Table 3 Genomic regions chosen to search for high and moderate effect variants in the whole genome sequence data.

A similar approach was taken to identify putative functional variants within regions identified for the Mongolian Racing analyses. For Mongolian Racing the seven highest ranked selected regions and seven significant regions from the integrative analysis (one common to UE and TR that also overlapped with CSS; four unique to UE including one that overlapped with CSS; two unique to TR) were prioritised (Table 3). For validation, we chose high effect variants in four candidate genes and moderate effect variants in eight candidate genes (Supplementary Data 15).

In total, 32 polymorphisms in 27 genes were selected for validation genotyping on the basis that the variants disrupt the sequence of proteins with central roles in exercise physiology—including key functions associated with muscle, heart, angiogenesis/blood, limb development, metabolism, and neurological tissues. The known biological functions of the genes are summarised in Supplementary Note 1. Of the 32 polymorphisms, 23 SNPs met the assay design criteria and passed post-genotyping quality control and were used in tests of genetic association.

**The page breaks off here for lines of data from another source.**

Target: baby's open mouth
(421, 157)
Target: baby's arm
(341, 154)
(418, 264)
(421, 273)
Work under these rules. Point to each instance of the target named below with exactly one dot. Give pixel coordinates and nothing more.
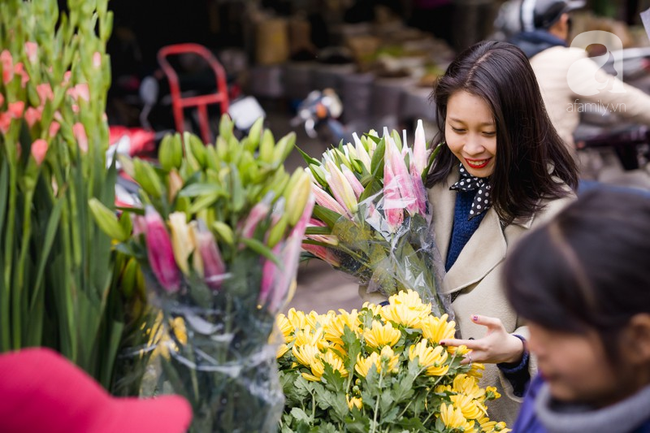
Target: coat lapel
(486, 248)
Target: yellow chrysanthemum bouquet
(380, 369)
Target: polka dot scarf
(482, 200)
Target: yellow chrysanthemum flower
(335, 362)
(468, 385)
(282, 349)
(401, 314)
(335, 327)
(411, 300)
(472, 409)
(376, 309)
(306, 355)
(437, 329)
(433, 359)
(354, 401)
(296, 318)
(453, 418)
(285, 327)
(381, 335)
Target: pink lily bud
(404, 183)
(5, 122)
(54, 128)
(420, 190)
(214, 268)
(39, 150)
(31, 48)
(256, 215)
(341, 188)
(393, 206)
(160, 252)
(326, 200)
(32, 115)
(44, 92)
(420, 156)
(354, 182)
(325, 254)
(97, 60)
(16, 109)
(20, 70)
(7, 66)
(80, 135)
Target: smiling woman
(501, 171)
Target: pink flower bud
(39, 150)
(16, 109)
(7, 66)
(31, 48)
(5, 122)
(256, 215)
(80, 134)
(44, 92)
(214, 268)
(97, 60)
(54, 128)
(32, 115)
(159, 250)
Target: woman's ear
(638, 339)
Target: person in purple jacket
(582, 283)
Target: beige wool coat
(476, 277)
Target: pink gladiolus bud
(31, 48)
(44, 92)
(5, 122)
(159, 250)
(214, 269)
(54, 128)
(256, 215)
(16, 109)
(325, 254)
(326, 200)
(354, 182)
(97, 60)
(7, 66)
(32, 115)
(80, 134)
(420, 156)
(39, 150)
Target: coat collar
(486, 248)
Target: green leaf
(261, 249)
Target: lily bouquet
(377, 370)
(372, 217)
(219, 242)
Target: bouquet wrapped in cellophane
(380, 369)
(372, 217)
(219, 243)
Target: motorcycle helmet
(542, 14)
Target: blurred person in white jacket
(570, 81)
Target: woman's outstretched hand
(497, 346)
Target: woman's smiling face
(471, 134)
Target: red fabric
(41, 391)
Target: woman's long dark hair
(587, 268)
(527, 143)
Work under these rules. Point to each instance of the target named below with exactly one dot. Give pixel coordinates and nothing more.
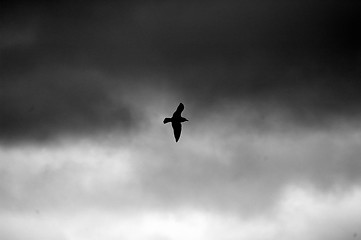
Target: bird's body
(176, 121)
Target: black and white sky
(271, 88)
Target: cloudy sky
(271, 88)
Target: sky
(271, 90)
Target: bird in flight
(176, 121)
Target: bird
(176, 121)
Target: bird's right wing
(177, 129)
(179, 110)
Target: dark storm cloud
(301, 58)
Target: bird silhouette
(176, 121)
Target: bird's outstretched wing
(177, 128)
(179, 110)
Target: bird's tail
(166, 120)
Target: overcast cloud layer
(271, 89)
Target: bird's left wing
(179, 110)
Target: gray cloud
(300, 58)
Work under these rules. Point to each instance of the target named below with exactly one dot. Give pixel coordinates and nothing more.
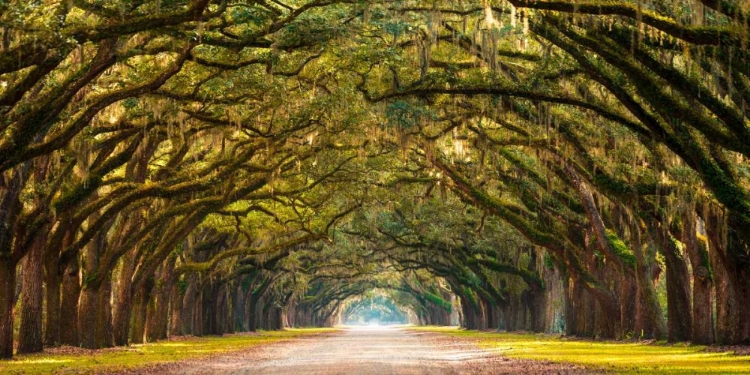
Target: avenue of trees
(200, 167)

Genotypes were generated for independent validation sample sets that were not used for the selection signals analyses.

Genetic association with the racing phenotype

We hypothesised that genetic variants targeted by selection for the racing phenotype segregate among horse breeds to influence underlying endophenotypic variation. Genotypes for the panel of 23 SNPs were generated for n = 267 horses from six breeds (Arabian, French Trotter, Mongolian Racing, Quarter Horse, Standardbred, and Thoroughbred) chosen to represent racing breeds, and n = 249 horses from eleven breeds (putatively ancestral to Thoroughbred—Akhal Teke, Egyptian Arabian, Moroccan Barb; Chinese Mongolian landrace—Baerhu, Baicha Iron Hoof, Keerqin, Wushen, Wuzhumuqin; sport horses—Connemara, Irish Draught, Dutch Warmblood) representing non-racing breeds (Supplementary Data 16). Additional detail for the breeds is provided in Supplementary Note 2.

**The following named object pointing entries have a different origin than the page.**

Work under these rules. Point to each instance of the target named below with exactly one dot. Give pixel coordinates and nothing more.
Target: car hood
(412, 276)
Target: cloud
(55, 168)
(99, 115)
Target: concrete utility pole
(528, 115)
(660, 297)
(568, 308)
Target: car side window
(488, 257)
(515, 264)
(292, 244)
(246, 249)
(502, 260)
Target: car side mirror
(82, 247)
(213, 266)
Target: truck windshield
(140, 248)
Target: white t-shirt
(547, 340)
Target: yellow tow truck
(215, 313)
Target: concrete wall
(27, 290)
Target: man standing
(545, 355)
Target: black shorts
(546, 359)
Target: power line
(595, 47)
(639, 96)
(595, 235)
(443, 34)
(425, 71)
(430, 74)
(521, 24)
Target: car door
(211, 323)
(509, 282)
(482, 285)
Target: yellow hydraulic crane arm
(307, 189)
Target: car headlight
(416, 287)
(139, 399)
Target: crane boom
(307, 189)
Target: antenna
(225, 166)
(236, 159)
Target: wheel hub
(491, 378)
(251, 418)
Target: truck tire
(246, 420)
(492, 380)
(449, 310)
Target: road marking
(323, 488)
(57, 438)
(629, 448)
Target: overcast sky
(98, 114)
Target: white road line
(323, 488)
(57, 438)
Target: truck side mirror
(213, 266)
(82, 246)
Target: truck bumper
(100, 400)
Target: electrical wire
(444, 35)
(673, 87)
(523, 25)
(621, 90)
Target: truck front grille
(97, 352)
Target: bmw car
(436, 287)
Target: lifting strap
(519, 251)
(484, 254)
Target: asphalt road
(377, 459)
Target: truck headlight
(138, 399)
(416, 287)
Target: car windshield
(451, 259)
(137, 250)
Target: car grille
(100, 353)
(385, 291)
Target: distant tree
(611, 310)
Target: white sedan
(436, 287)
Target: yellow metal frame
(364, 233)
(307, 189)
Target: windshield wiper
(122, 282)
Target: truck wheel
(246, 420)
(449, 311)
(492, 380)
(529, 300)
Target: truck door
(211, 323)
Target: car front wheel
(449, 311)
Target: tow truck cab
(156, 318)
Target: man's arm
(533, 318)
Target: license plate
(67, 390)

In tests of genetic association, SNPs in nine genes were significantly (Bonferroni-adjusted P < 3.57 × 10−3) associated with the racing phenotype (Table 4). Eight were missense variants predicted to have a moderate effect on the protein and one (SLC16A1) that introduces a stop codon was predicted to have a high effect on the protein. We did not expect to identify loss of function mutations, since we expected here to detect alleles that are advantageous for exercise. The introduction of a stop codon may not always disrupt the function of a protein if there is limited truncation or if there is stop codon read through84.

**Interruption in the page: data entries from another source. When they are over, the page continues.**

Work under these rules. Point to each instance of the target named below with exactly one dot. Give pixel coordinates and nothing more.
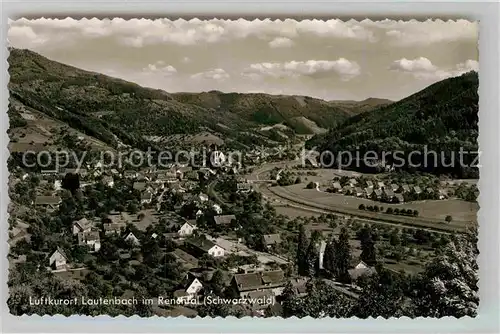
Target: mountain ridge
(105, 107)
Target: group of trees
(447, 287)
(337, 257)
(391, 211)
(447, 118)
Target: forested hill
(443, 116)
(113, 110)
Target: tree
(302, 251)
(329, 258)
(382, 295)
(312, 255)
(448, 286)
(217, 282)
(368, 254)
(343, 256)
(394, 239)
(71, 182)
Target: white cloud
(421, 64)
(342, 67)
(281, 42)
(160, 67)
(216, 74)
(422, 68)
(412, 33)
(139, 32)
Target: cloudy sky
(332, 59)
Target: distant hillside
(302, 114)
(115, 111)
(443, 116)
(357, 107)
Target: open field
(420, 222)
(434, 209)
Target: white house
(204, 246)
(186, 229)
(82, 225)
(216, 251)
(321, 251)
(132, 239)
(146, 197)
(203, 197)
(58, 259)
(361, 265)
(90, 239)
(194, 287)
(108, 180)
(217, 209)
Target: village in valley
(233, 168)
(223, 230)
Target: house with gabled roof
(389, 193)
(141, 186)
(200, 246)
(270, 240)
(108, 180)
(113, 228)
(187, 228)
(194, 287)
(130, 174)
(442, 194)
(82, 225)
(400, 198)
(347, 189)
(245, 284)
(362, 269)
(58, 259)
(336, 185)
(90, 239)
(224, 219)
(49, 202)
(132, 239)
(146, 197)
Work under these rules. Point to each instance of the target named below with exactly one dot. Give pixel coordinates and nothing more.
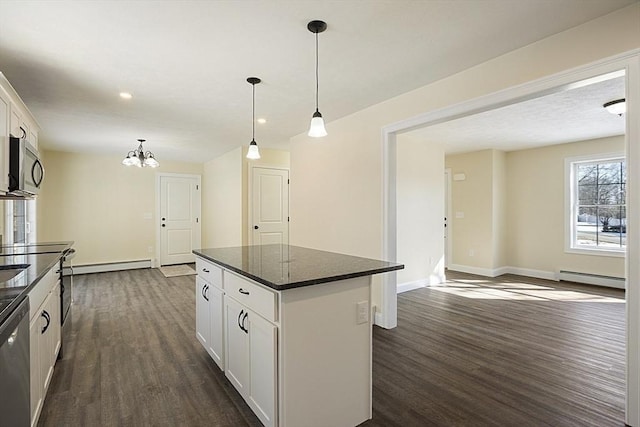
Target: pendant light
(618, 106)
(253, 153)
(140, 158)
(317, 129)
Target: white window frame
(571, 205)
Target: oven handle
(33, 175)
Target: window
(598, 217)
(20, 221)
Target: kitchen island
(30, 326)
(291, 328)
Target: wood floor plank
(508, 351)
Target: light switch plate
(362, 312)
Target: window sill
(597, 252)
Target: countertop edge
(18, 299)
(303, 283)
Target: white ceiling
(566, 116)
(186, 63)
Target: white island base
(325, 355)
(291, 328)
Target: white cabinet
(44, 330)
(237, 340)
(209, 310)
(216, 328)
(5, 114)
(251, 358)
(203, 332)
(14, 118)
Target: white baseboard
(474, 270)
(593, 279)
(588, 279)
(538, 274)
(421, 283)
(111, 266)
(487, 272)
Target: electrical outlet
(362, 311)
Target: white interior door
(179, 218)
(269, 206)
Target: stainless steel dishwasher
(15, 386)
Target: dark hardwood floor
(509, 351)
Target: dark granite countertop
(39, 259)
(282, 267)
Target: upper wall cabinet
(15, 120)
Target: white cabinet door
(5, 124)
(47, 359)
(202, 313)
(35, 328)
(56, 313)
(216, 326)
(262, 371)
(237, 346)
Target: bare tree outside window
(601, 204)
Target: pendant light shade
(253, 153)
(618, 106)
(317, 128)
(140, 158)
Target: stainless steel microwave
(25, 168)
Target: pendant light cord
(317, 78)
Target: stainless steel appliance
(66, 296)
(25, 168)
(15, 388)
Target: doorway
(447, 224)
(561, 81)
(178, 211)
(269, 198)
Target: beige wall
(420, 210)
(499, 208)
(337, 183)
(471, 234)
(536, 217)
(225, 195)
(101, 205)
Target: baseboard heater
(592, 279)
(111, 266)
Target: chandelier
(139, 158)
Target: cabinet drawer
(209, 272)
(252, 295)
(39, 293)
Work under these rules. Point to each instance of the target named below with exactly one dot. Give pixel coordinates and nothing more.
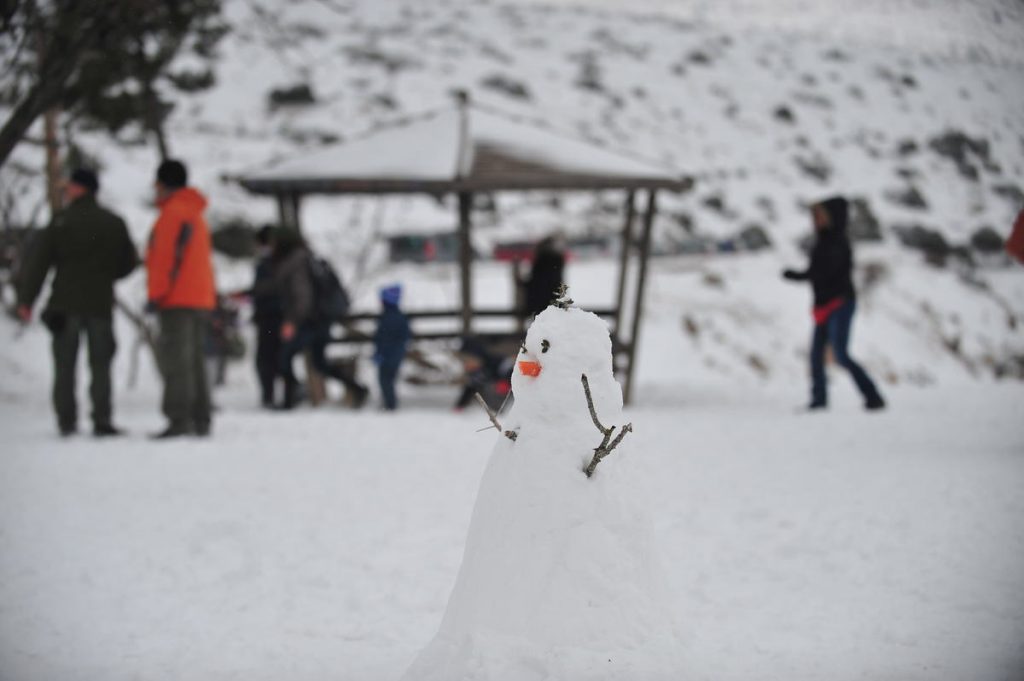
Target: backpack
(331, 300)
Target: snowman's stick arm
(607, 444)
(511, 434)
(593, 412)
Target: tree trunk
(53, 166)
(153, 119)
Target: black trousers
(182, 364)
(67, 331)
(267, 357)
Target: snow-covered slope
(912, 110)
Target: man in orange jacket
(181, 291)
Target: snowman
(560, 577)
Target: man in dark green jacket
(89, 249)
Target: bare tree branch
(511, 434)
(607, 444)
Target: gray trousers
(180, 353)
(67, 331)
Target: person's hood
(186, 200)
(838, 209)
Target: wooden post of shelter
(624, 261)
(466, 261)
(289, 206)
(648, 221)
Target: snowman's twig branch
(607, 444)
(590, 405)
(511, 434)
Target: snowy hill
(324, 544)
(911, 111)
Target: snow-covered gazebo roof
(463, 149)
(469, 149)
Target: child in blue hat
(390, 343)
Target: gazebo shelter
(468, 149)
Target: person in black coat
(268, 317)
(545, 275)
(835, 301)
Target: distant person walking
(268, 317)
(835, 302)
(89, 249)
(181, 291)
(1015, 245)
(390, 344)
(546, 274)
(303, 328)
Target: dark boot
(107, 430)
(174, 429)
(291, 394)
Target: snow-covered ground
(324, 544)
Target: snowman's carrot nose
(529, 368)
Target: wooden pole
(53, 171)
(466, 260)
(624, 261)
(296, 210)
(648, 221)
(283, 211)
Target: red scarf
(822, 312)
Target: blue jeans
(387, 373)
(836, 332)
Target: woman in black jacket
(835, 302)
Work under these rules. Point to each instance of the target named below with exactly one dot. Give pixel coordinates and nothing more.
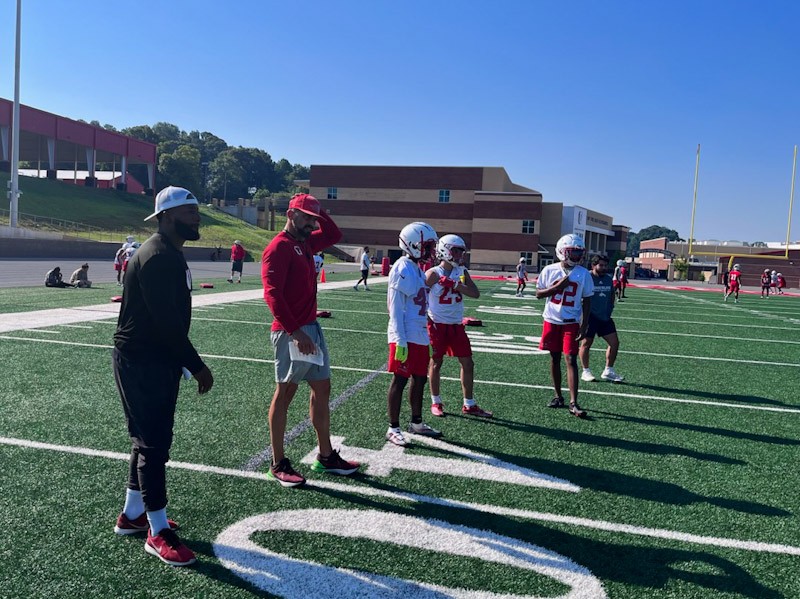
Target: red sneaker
(285, 474)
(167, 547)
(126, 526)
(476, 410)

Table 4 SNPs significantly associated with the racing phenotype among global breeds.

Biological functions relevant to exercise among genes significantly associated with racing

The functional relevance of this gene set is supported by the integrative analyses in which three of the genes (KTN1, MYLK2, and SYNDIG1) were enriched for SNPs among DEGs in the skeletal muscle exercise and training response. A literature search and review of associated gene ontology functions, indicated that this set of genes have roles in muscle (HDAC9, MYLK2), metabolism (FASKD1, G6PC2, GLB1, SLC16A1) and neurobiological (KTN1, NTM, SYNDIG1) functions that are linked to exercise-relevant phenotypes.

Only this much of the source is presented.